Und auch das kann man nachholen, wenn mans nich hat, ask me how I know
@HerrNie Du hast jetzt auch irgendwie nur wiederholt, was du eh schon geschrieben hast und keine meiner Fragen beantwortet
NCs sind schon Gatekeeping. Für den Studiengang angepasste Zulassungstests wären da sinnvoller. Für einen angehenden Arzt ist es schlicht nicht wichtig, ob er in Geographie und Geschichte gut war.
Ingenieursstudiengänge haben meist keine Zulassungs-Bedingungen (abgesehen vom Abitur) und hier sehe ich Prüfungen als absolut notwendig an.
Wenn die Uni bescheinigt „Diese Person weiß, wie eine Brücke zu konstruieren ist“, dann muss ich das in meinem Bewerbungsgespräch nicht noch einmal so genau abfragen. Das spart einem HR-Department Ewigkeiten, wenn es eine Instanz gibt, die solche Bescheinigungen ausstellt. Und das ist nun einmal eine Universität.
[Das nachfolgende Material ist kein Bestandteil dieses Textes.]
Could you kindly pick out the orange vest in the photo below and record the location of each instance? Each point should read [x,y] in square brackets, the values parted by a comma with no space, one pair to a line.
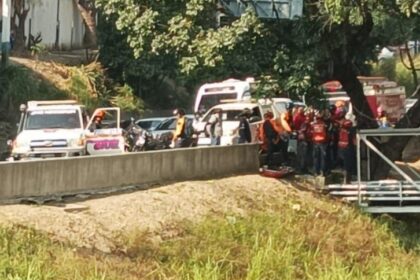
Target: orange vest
[319,132]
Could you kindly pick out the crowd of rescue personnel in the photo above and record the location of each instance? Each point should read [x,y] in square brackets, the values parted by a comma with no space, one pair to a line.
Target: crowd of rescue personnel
[323,139]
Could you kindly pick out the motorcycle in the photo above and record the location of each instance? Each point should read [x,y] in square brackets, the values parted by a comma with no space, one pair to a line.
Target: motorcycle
[136,138]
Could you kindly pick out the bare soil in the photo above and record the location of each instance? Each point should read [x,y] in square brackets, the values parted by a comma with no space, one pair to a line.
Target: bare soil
[100,222]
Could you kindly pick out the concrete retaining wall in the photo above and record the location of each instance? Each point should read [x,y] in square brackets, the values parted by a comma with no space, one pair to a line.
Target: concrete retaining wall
[77,175]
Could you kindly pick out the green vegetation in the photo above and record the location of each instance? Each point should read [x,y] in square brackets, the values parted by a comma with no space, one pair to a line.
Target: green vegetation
[18,85]
[87,84]
[279,239]
[395,70]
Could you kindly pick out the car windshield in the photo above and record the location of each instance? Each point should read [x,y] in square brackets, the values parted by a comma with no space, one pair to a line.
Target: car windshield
[149,125]
[44,119]
[280,106]
[168,124]
[210,100]
[227,115]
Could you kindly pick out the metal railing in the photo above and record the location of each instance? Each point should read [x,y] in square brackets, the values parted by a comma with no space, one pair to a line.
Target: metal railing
[362,137]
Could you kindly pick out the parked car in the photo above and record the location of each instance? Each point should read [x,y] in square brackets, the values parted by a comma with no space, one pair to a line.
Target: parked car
[149,124]
[50,129]
[164,131]
[230,120]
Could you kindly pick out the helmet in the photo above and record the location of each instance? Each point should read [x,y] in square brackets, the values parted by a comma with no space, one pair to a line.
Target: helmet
[347,124]
[270,114]
[100,114]
[179,111]
[246,112]
[340,103]
[289,105]
[332,108]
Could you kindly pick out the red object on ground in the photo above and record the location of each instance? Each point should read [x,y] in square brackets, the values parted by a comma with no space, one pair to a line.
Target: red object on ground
[332,86]
[276,173]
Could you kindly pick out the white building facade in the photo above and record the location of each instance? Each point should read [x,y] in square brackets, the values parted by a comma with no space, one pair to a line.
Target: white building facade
[57,21]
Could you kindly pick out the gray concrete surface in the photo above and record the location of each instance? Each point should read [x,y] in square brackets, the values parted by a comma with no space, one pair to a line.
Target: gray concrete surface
[86,174]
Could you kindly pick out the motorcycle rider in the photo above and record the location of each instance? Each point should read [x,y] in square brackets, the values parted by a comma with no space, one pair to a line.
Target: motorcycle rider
[243,129]
[179,138]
NC führen nur dazu, dass die Leute im Ausland studieren und sind genauso wie andere Zulassungsbeschränkungen für mich schlicht eine Ausrede dafür, dass man nicht mehr in Unis investieren möchte und Kapazitäten schafft. Ich bin der Meinung, wenn wer Matura/Abitur o.ä. hat, darf die Person alles studieren, was sie will, ohne jegliche Form von Testung.
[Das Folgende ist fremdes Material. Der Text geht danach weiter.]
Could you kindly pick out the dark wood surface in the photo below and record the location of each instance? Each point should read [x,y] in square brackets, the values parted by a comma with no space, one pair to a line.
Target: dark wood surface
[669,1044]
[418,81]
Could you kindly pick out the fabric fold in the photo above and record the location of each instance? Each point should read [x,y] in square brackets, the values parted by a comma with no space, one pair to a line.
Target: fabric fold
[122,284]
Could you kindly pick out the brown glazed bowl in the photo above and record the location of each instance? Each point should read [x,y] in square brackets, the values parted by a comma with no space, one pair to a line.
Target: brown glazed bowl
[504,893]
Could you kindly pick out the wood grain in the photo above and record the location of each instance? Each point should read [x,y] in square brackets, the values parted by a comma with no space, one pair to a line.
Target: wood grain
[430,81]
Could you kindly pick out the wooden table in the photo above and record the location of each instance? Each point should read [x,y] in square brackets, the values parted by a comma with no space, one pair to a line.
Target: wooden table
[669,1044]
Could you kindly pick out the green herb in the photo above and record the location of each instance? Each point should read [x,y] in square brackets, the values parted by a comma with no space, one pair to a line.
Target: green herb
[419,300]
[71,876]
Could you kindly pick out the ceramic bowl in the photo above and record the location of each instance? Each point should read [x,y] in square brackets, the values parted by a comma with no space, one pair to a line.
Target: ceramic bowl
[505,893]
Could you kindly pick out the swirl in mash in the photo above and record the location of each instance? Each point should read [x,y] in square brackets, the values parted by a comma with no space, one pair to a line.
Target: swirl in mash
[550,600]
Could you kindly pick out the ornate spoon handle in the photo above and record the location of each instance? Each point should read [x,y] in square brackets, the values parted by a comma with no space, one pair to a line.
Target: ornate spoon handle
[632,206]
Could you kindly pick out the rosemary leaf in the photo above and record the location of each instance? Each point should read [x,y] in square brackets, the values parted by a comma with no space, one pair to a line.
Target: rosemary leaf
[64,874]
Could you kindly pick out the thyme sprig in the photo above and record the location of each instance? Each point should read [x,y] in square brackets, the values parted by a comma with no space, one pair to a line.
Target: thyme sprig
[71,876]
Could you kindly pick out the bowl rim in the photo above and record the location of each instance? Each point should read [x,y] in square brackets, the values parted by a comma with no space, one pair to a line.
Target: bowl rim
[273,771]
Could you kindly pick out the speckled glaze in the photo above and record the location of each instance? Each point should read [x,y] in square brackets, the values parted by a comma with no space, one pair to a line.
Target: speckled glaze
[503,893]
30% werden nach wie vor rein nach Note vergeben. Wenn man das andere Verfahren sowieso schon etabliert hat, kann man das auch direkt für alle ausweiten.
Das halte ich auch für eine sinnvolle Investition, aber ohne das ist das Abschaffen von Zulassungsbeschränkungen halt eher schwierig.
Aber ich würd nich drauf Wetten, dass das bald passiert, nachdem aktuell sogar die Streichung der Erhöhung des BAföG diskutiert wird
Es ist halt die Frage, wie viel Geld man für die Erweiterung der Kapazitäten ausgeben will, um dann nur eine noch höhere Abbruchquote zu haben. Aktuell liegt die Quote bei etwa 30%, in Sprachwissenschaften und Naturwissenschaften sogar bei 50%.
Jetzt ist natürlich die Frage, ob Abiturienten, die schon in der Schule eher mittelprächtig waren, sich in der Uni besser schlagen, als ihre Kommilitonen. Und kurze Recherche sagt mir, dass eine gewisse Korrelation zwischen Studienerfolg und Abiturnote besteht.
Ich würd jetzt Studienabbrüche nicht primär mit der Abiturnote in Verbindung setzen. Im Laufe meines Studiums hab ich einige kennengelernt, die aus ganz unterschiedlichen Gründen das Studium abgebrochen haben. Kein einziger davon hats wegen zu schlechter Noten oder weil die Person es kognitiv nicht gepackt hätte abgebrochen. Heißt nicht, dass das nicht auch passiert. Aber ich halte das nicht zwingend für den Hauptgrund. Viel eher sind es andere Dinge wie das falsch gewählte Studium oder sozioökonomische Gründe.